A few hours later a carriage drew up before the threshold. A young man leaped to the ground and grasped with both of his the hand of the aged servitor.

"How are you, Reynolds?"

"God bless you, Mr. Ripon; God bless you."

"And here is my wife, Reynolds. You remember her."

The old man doffed his hat with a respectful formality. It was still a little against his grain to see an American his master's bride. "Welcome to Ripon House."

Maggie shook him by the hand, and her father's bantering voice now startled his dignified mood.

"So this is where you have been hiding all these years, Reynolds? You look like the wandering Arab, with your gray beard!"

Mr. Windsor doubtless referred to the Wandering Jew, but he was no scholar, as he would himself have been the first to acknowledge. All laughed at the mistake, and none louder than the fourth member of the party, a tall, middle-aged man, with a noble but genial countenance.

It was Richard Lincoln, to whom time had been generous during the six years which had flown since he was last at Ripon House. Despite the cares which had weighed upon his spirit, his brow was scarcely furrowed. He had come to be Geoffrey's guest for a few days and enjoy the tranquillity of the country. There were business matters also to be talked over with his friend, for Geoffrey had promised to take an active part in the public service of the country.

The friends sat long that evening around the dinner-table. There was much pleasant talk, but every face wore a thoughtful look. The intervening time since last theyhad gathered here was too full of incident to be passed over lightly. Recollection stood beside the hearth, and yet with a finger on the lips, as though loath to jar the atmosphere of revery with a word. And yet there were references made to the past. Lincoln asked what had become of that strange man Jawkins. But no one knew further than that he had fled with the splendid beauty.

"Is that woman's husband still living?" inquired Maggie.

All shook their heads in doubt.

"And dear old Sydney, do you know anything of him, Richard?" said Ripon.

"Yes. Only a few weeks since he married an attractive little widow with a snug property.

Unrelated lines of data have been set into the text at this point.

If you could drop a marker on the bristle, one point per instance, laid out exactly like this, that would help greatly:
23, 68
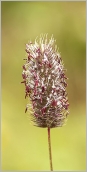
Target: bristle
45, 83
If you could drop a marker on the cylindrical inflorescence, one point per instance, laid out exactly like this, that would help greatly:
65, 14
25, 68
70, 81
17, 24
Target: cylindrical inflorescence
45, 83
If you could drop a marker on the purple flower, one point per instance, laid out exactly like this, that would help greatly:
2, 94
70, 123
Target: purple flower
45, 83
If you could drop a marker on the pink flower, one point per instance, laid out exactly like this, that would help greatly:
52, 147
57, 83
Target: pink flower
45, 83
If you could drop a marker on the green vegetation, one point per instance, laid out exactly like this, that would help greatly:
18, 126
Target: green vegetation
25, 147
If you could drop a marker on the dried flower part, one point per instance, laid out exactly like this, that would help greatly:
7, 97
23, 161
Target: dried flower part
45, 83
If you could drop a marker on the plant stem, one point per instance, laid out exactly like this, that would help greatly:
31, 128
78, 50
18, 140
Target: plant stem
50, 154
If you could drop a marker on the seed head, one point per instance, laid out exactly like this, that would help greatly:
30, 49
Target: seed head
45, 83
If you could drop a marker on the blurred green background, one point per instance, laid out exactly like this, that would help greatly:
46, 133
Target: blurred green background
25, 147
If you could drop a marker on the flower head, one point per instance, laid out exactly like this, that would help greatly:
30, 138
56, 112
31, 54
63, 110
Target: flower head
45, 83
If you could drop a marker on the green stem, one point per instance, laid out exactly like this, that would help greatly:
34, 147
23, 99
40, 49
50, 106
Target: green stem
50, 154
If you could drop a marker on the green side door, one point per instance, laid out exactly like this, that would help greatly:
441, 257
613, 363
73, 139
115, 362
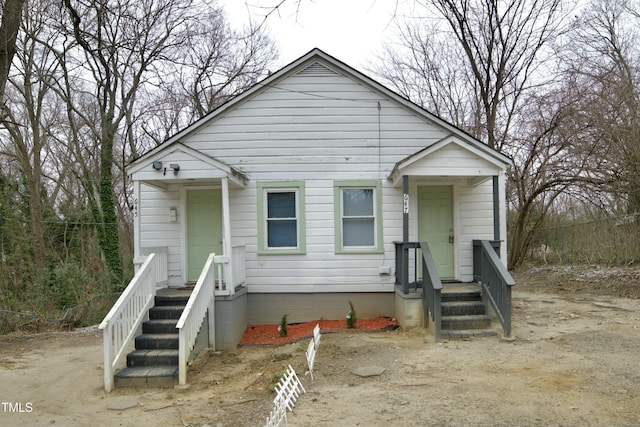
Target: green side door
204, 229
435, 225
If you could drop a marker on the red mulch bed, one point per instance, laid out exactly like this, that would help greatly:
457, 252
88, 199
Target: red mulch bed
269, 335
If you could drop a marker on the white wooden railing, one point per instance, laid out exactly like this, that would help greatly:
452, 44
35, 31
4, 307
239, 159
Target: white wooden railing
201, 300
238, 265
162, 264
120, 325
231, 271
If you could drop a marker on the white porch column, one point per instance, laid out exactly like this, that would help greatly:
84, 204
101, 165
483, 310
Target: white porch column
226, 233
136, 226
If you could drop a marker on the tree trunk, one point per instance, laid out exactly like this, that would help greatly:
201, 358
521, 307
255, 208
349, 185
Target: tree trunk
8, 33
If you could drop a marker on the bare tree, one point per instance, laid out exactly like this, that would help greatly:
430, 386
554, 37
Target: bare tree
217, 64
9, 27
121, 42
32, 118
604, 62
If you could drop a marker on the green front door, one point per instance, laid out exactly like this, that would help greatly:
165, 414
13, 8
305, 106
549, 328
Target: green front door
435, 225
204, 229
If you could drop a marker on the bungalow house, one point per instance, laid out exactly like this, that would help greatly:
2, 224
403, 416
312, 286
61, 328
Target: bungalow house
309, 189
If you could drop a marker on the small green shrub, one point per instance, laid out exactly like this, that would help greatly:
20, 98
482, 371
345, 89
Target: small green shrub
351, 316
282, 329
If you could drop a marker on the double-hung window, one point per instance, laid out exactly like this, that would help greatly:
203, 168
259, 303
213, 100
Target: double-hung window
281, 218
358, 217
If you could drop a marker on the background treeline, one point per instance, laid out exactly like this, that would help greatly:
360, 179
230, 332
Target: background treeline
88, 85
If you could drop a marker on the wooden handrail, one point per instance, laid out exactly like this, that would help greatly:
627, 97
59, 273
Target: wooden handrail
201, 300
431, 290
120, 325
495, 280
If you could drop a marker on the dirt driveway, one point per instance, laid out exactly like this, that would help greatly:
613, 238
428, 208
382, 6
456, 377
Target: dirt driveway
574, 360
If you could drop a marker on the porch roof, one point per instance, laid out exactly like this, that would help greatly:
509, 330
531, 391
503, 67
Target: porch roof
451, 156
180, 164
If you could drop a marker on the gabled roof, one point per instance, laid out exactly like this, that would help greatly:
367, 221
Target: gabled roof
157, 168
435, 160
317, 55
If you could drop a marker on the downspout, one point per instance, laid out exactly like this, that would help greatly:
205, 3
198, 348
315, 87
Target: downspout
496, 215
405, 208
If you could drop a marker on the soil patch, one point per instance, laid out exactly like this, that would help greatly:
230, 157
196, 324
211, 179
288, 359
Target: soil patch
270, 334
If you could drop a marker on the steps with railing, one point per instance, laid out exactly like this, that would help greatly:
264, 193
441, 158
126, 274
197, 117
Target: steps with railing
464, 314
154, 362
457, 314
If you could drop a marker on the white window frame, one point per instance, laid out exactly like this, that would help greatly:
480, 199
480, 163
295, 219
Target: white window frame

I had him pardoned, you may remember, among my first acts as Prime Minister. Prison life seemed to have agreed with him. He had lost his dyspeptic air."

"That old scoundrel Bugbee had a curious end," observed Mr. Windsor. "To think of being bitten to death by a tarantula. Ugh! It seems he used to keep spiders under glass in his apartments, and this was one that escaped. And what an enormous fortune he left!"

So the conversation proceeded, and by and by they all adjourned to the library, where a wood-fire lighted up the huge fireplace. Richard Lincoln seated himself in a deep arm-chair beside the hearth, and rather avoiding talk gazed at the sizzling logs. His own thoughts sufficed him. Maggie, whose seat was next to his, watched his expression, where a shade of sadness lingered when his attention was not engrossed by others. At a moment that Geoffrey and her father were out of the room she leaned forward and said:

"Where is she buried?"

"They sleep side by side," was the quiet response. "Their love to-day laughs alike at peasant and at noble. I try to think of it as a symbol of what is to be," he continued. "Theirs is the first alliance in that reconciliation between the few and the many on which the hopes of posterity depend."